Noncommutative Tachyon Kinks as D$(p-1)$-branes from Unstable D$p$-brane

TL;DR

This paper constructs exact noncommutative tachyon kink solutions on unstable D-branes, identifying them as lower-dimensional D-branes, and explores their properties, including tension, charge, and BPS conditions, in various limits.

Contribution

It provides a comprehensive classification of static noncommutative tachyon kink solutions and their interpretation as D-branes, including BPS states, in the context of unstable D$p$-branes.

Findings

Exact static NC kink solutions classified by kink-antikink and topological types.

Identified configurations as D0, D0-anti-D0 pairs, and BPS D0 in string fluid.

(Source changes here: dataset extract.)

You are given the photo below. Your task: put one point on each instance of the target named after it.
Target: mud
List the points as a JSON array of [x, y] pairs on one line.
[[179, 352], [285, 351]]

Finiteness of tension in certain limits corresponds to tensionless kinks in effective field theory.

Abstract

We study noncommutative (NC) field theory of a real NC tachyon and NC U(1) gauge field, describing the dynamics of an unstable D$p$-brane. For every given set of diagonal component of open string metric $G_{0}$, NC parameter $\theta_{0}$, and interpolating electric field ${\hat E}$, we find all possible static NC kinks as exact solutions, in spite of complicated NC terms, which are classified by an array of NC kink-antikink and topological NC kinks. By computing their tensions and charges, those configurations are identified as an array of D0${\bar {\rm D}}$0 and single stable D0 from the unstable D1, respectively. When the interpolating electric field has critical value as $G_{0}^{2}={\hat E}^{2}$, the obtained topological kink becomes a BPS object with nonzero thickness and is identified as BPS D0 in the fluid of fundamental strings. Particularly in the scaling limit of infinite $\theta_{0}$ and vanishing $G_{0}$ and ${\hat E}$, while keeping $G_{0}\theta_{0}={\hat E}\theta_{0}=1$, finiteness of the tension of NC kink corresponds to tensionless kink in ordinary effective field theory. An extension to stable D$(p-1)$ from unstable D$p$ is straightforward for pure electric cases with parallel NC parameter and interpolating two-form field.